Kırklareli’nin ilk Hastanesi, 19. Yüzyılın sonlarında Köseoğlu Süleyman’a ait Karakaş Mahallesinde, bugünkü Zincirlikuyu Caddesi üzerinde bulunan evin kiralanması ile kurulmuştur.

Devlet arşivlerinden çıkan 1886 yılına (H.1304) ait belgede, Doktor Ali Efendi'nin Kırklareli’nde bulunan bu hastaneye terfien tayin edildiği anlaşılmaktadır.
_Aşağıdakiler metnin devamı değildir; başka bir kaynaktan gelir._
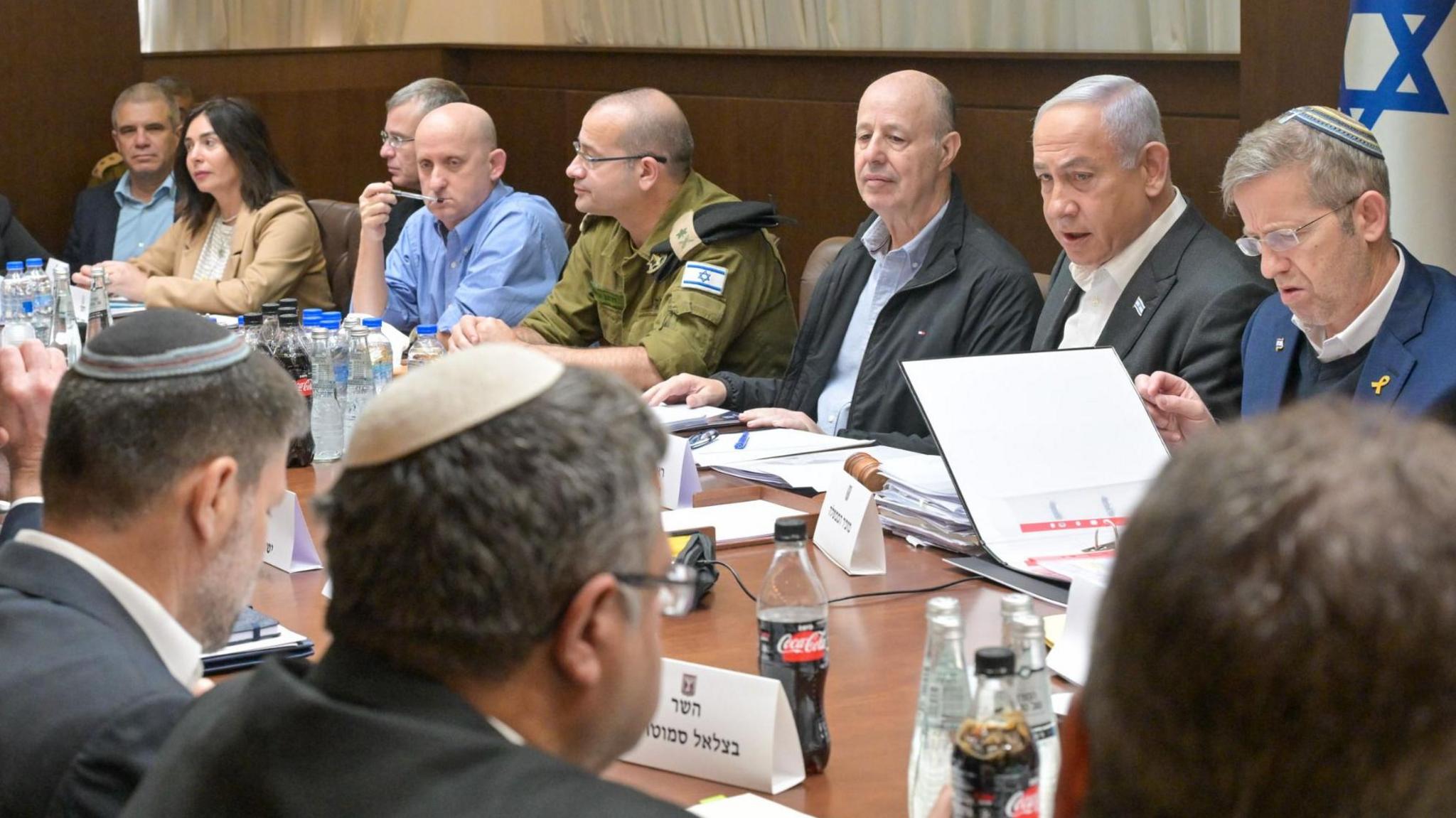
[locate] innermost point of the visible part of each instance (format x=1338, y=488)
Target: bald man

Köseoğlu Süleyman’a ait Karakaş Mahallesinde bulunan evin yetersiz kalması nedeniyle, Neşet Paşa döneminde, 1892 yılında (H.1310) Karakaş Mahallesi sınırları içerisinde, (77 ada, 1 parsel üzerinde/Yıkılan Devlet Hastanesi Arazisi) şehrin kuzey batısında yeni bir hastane yapılmış, adına da Gureba Hastanesi denilmiştir. Erkek ve Kadınlar için iki ayrı bölümden oluşan hastane, bodrum kat üstünde yükselen iki kattan oluşmakta idi. Birinci katta depo, eczane, muayene odaları, doktorlar, hastane müdürü ve hademe tarafından kullanılan sekiz oda, en üst kat olan ikince katta ise elli yatak kapasitesine sahip dört koğuş, bir salon ve diğer bir oda iki ayrı koridora açılmakta idi.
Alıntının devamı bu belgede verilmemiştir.